5 steps to start investing
Now that you have an idea of the best ways to invest your money, here’s how to start in South Africa.
1. Identify your goals, time frame and risk tolerance
- Time horizon: Your time frame dictates your risk. The sooner you’ll need the funds, the more liquid you want to keep them. This way, a dip in the market (which always recovers, but we don’t know how long it will take) won’t destroy the retirement fund you’ll need in a year.
- If you’re nearing retirement, typically a low-risk investment, such as bonds, is the way to go. You would earn less, but the risk is minimal compared to stocks or crypto.
- If you’re younger, you have a long way to go before retirement so you might want to consider setting aside some funds for riskier investment options (like more speculative stocks or crypto).

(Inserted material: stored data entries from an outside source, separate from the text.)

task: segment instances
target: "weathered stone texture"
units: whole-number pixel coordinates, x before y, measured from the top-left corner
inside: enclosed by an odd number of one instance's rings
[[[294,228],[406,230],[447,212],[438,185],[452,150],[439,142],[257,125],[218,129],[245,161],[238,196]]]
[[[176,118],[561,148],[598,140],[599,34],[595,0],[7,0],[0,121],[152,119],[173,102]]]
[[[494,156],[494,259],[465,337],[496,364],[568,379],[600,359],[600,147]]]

- Risk: Be honest with yourself about how much risk you can reasonably tolerate. If it is going to be impossible for you to watch your portfolio drop in a downturn, you’ll want to use a robo-advisor (which is immune to emotional investing!) or invest in lower-volatility assets like bonds. Remember, an easy way to hedge risk is through diversification — investing in different assets so that your entire portfolio doesn’t depend on the success of one investment.

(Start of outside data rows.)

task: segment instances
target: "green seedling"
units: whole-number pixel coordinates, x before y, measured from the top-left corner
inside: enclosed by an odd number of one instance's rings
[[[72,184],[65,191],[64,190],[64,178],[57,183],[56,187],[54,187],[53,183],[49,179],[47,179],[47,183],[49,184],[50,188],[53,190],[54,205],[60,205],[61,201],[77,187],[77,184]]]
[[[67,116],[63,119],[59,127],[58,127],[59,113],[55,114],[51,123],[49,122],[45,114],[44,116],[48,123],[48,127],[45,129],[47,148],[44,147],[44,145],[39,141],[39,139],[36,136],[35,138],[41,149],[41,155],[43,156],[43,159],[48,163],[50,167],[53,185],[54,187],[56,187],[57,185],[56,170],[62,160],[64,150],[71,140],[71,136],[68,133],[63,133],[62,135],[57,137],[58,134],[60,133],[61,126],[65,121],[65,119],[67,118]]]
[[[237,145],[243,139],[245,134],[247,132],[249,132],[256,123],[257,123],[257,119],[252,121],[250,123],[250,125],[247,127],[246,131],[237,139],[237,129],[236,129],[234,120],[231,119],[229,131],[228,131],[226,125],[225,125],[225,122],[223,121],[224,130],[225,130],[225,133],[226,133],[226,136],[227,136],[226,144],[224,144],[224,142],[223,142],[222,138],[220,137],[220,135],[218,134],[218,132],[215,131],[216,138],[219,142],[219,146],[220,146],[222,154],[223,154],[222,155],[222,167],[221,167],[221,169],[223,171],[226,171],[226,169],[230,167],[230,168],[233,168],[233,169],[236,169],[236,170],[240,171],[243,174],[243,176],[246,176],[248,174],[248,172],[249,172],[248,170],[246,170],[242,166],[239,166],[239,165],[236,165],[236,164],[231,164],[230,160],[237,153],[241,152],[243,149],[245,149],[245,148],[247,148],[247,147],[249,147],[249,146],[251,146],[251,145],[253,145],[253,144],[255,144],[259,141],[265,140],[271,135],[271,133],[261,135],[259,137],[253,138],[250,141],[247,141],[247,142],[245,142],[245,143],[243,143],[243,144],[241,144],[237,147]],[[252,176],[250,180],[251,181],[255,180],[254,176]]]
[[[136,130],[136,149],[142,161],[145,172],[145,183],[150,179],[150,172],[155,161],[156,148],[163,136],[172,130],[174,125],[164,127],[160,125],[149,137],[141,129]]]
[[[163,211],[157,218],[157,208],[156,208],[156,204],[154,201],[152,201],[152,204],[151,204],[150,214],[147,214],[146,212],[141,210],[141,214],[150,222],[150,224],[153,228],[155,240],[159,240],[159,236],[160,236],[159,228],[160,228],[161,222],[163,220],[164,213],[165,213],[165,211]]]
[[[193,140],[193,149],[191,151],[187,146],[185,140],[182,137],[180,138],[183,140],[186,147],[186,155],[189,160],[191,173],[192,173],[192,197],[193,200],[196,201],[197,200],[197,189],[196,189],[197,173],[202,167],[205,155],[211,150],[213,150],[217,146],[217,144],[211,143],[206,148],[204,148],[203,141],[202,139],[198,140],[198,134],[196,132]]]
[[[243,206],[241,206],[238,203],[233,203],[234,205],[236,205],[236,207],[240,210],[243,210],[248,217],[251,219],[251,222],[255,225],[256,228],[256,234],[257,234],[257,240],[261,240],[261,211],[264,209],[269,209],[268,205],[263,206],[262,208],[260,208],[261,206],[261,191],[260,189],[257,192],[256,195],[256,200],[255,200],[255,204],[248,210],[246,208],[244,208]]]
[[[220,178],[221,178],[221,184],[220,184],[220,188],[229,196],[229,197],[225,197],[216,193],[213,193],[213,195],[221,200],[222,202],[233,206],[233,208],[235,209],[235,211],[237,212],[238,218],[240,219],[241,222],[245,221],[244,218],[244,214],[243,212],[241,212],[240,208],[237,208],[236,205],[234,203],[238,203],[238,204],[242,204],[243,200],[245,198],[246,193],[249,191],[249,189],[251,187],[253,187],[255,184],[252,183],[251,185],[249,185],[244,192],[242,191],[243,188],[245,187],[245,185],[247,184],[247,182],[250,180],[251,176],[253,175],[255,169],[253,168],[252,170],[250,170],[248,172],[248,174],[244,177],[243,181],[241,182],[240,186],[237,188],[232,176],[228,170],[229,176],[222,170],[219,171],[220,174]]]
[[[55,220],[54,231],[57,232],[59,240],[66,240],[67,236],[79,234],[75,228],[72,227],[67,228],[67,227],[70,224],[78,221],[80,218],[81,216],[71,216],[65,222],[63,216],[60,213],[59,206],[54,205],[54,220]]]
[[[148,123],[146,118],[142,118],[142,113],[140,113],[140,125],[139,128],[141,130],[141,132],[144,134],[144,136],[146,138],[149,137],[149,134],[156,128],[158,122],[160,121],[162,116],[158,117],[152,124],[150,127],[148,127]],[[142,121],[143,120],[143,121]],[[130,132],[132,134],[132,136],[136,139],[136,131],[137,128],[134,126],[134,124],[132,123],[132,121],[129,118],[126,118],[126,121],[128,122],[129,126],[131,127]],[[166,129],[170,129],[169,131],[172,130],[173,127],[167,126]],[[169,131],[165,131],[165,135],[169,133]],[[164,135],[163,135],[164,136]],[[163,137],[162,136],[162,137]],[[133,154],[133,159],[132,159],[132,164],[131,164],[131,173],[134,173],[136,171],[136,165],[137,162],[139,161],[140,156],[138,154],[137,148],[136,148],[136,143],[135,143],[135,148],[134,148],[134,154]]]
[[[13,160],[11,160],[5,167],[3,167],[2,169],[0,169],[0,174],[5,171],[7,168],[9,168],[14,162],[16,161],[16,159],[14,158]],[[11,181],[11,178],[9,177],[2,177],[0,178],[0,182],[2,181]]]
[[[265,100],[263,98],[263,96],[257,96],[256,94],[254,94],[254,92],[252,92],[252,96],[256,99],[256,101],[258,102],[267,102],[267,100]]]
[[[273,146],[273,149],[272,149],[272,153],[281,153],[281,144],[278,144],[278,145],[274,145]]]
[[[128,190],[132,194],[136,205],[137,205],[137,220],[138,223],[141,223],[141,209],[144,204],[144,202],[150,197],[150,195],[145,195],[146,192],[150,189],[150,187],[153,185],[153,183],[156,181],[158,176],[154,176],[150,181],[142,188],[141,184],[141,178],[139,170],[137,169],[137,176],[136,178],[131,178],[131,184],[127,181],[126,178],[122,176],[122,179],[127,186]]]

- Goals: Do you want to be highly involved in picking stocks? Are there some industries you aren’t comfortable investing in? Is your goal retirement or do you have other shorter terms goals? The answers to these questions, as well as those above, will dictate the best way to invest your money.
2. Decide how much help you need
Investors in South Africa who are just starting out or those who never had the chance to manage their portfolio may consider using a robo-advisor or consulting an expert. Investors who want to try their luck can always start by themselves, as many platforms have research tools and low barriers to entry. Make sure you use money that won’t impact your life if you lose it.
3. Choose your account type
Depending on your goals and investment time frame, you can choose several types of accounts:
- RRSP. Retirement annuities, or RA, are pension plans that build your capital on a tax-free basis while any contributions you make can be deducted from your taxable income. Typically, RAs are an accompaniment to your employer’s retirement fund that you might likely have joined at the beginning of your job.
- TFSA. You can open a tax-free savings account (TFSA) with many banks and financial institutions. A TFSA lets you grow your money tax-free. Contributions to a TFSA are not tax-deductible and you aren’t taxed on withdrawals. There is an annual contribution limit of R36 000 and some regulations around withdrawing.
- Individual non-registered accounts. This is the most common type of account you can open with any broker and start investing your money as soon as your funds land. This account has no limits to depositing and withdrawing but gains are taxable.
4. Open your investment account
Depending on who manages your account, there are 2 types of investments accounts to choose from:
- Standard account with an online broker. This is the most common option for those in South Africa who want to place their own trades and choose their investments. You will need to open a stock trading account, which is easy and usually free.
- Robo-advisor. This option is for those who want an algorithm to manage their account based on parameters set by the investor.
5. Deposit and invest
Once you open and fund your account, it’s time to put your money to work. Make sure to choose the best way to invest, depending on your financial situation and goals.